The Summit of Allied leaders will take place on June 14, 2021 at NATO headquarters in Brussels, Belgium. NATO Secretary General Jens Stoltenberg announced that decisions will be taken on “our substantive and forward-looking NATO 2030 agenda to deal with the challenges of today and tomorrow: Russia’s aggressive action, the threat of terrorism, cyber attacks, emerging and disruptive technologies, the security impact of climate change, and the rise of China”.
In the run up to the summit, the prime ministers of Estonia, Latvia and Lithuania have called for continued allied military presence in the Baltics.
On June 7, the Baltic prime ministers issued a joint statement, saying that the NATO summit on June 14 would be “a crucial moment for the allies to reiterate NATO’s unity and strengthen the transatlantic bond”. The statement also highlighted the importance of continued allied military presence in the Baltic states and the need to further strengthen Baltic defence cooperation.
The prime ministers of the three countries reaffirmed the commitment to a strong NATO-EU strategic partnership and to NATO’s open door policy.
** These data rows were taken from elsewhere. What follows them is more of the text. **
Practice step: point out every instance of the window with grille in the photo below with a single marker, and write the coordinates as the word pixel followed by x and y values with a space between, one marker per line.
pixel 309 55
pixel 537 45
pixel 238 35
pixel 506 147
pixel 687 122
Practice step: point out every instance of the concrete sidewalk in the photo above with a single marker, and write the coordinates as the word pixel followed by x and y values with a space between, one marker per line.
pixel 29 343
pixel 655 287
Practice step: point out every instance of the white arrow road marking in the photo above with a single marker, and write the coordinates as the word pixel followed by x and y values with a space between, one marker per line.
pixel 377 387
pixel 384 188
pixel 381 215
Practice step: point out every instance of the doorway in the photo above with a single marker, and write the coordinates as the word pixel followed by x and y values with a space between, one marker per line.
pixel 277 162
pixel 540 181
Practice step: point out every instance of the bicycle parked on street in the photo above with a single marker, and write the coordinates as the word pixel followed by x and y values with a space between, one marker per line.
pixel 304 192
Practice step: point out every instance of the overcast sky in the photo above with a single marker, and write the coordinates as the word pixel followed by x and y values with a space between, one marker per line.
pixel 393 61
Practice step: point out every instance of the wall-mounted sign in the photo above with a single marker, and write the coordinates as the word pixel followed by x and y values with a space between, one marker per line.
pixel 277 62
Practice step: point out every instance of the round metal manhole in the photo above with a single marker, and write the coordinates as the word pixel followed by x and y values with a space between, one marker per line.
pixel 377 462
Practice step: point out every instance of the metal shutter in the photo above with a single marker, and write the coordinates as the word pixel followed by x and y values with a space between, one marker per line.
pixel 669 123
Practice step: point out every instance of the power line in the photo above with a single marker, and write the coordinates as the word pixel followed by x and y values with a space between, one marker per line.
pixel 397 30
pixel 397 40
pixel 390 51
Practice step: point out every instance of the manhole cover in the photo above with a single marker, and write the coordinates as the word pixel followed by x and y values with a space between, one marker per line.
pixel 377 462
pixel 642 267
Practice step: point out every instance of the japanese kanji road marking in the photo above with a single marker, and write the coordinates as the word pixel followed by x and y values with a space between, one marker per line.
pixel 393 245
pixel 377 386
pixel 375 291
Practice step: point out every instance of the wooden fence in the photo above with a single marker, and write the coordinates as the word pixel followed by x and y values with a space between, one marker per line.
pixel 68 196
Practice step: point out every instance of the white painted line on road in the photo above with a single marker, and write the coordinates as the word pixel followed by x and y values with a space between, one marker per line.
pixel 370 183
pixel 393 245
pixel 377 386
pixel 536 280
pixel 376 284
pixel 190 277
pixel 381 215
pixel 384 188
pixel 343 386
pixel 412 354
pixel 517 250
The joint statement was signed by Lithuanian Prime Minister Ingrida Šimonytė and her Latvian and Estonian counterparts Arturs Krišjānis Kariņš and Kaja Kallas.
“We expect the summit to give a clear and strong assessment on the threat posed by Russia and further adapt NATO’s response. Russia seeks to destabilise NATO and undermine the security of NATO allies and partners,” the document said. “Russia also systematically engages in carrying out illegal operations on Alliance territory, in malign and dangerous cyber activities, disseminating disinformation, interfering in elections, and exploiting divisions within democratic societies,” noted the Baltic prime ministers. They also expressed hope that the allies would “commit to strengthening and modernising NATO’s Force Structure to meet the collective defence requirements to respond to any crisis and conflict”. The Baltic countries, in their turn, reiterated their commitment to increase defence spending to meet the threshold of 2 percent of GDP.
Jens Stoltenberg met with Lithuanian Prime Minister Ingrida Simonyte on June 4 in Brussels, and delivered a keynote speech on NATO aspirations in advance of the June 14 NATO summit. In the speech he called for adaptability, modernization and more investment from members of the alliance. His virtual address is regarded as the keynote speech for the in-person summit involving world leaders, including U.S. President Joe Biden. Stoltenberg spoke of adherence to the NATO 2030 agenda, a policy statement issued in 2020 calling for “making sure [that] NATO remains strong militarily, becomes even stronger politically and takes a more global approach.” Earlier that week, he recommended that the 30-nation military bloc engage in more effective pooling of resources.
“In a more competitive and unpredictable world, we need transatlantic unity – Europe and North America standing strong together in NATO – so the goal of our NATO 2030 initiative is to prepare our alliance for the future,” Stoltenberg said. He outlined key agenda points for the summit, notably a strengthening NATO as a forum for political consultations, reinforcing collective defense through improved readiness, modernized capabilities and objectives to make societies less vulnerable to attack and coercion.
“To do all of this we need to invest more,” Stoltenberg said, mentioning seven years of consecutive defense spending increases by Canada and European allies. “We should also invest better. That is why we should increase NATO’s common-funded budget.”
Stoltenberg denied that Turkey, a NATO member, had persuaded the bloc to soften its stance in condemning Belarus for its forced diversion of a plane traveling from Athens to Vilnius, Lithuania, on May 23. “NATO is united and NATO allies, all 30 NATO allies, agreed on a very strong statement last week, where we strongly condemned the forced landing of civilian aircraft on its way from one NATO capital Athens to another NATO capital Vilnius,” Stoltenberg said. The European Union and the United States have also condemned the incident.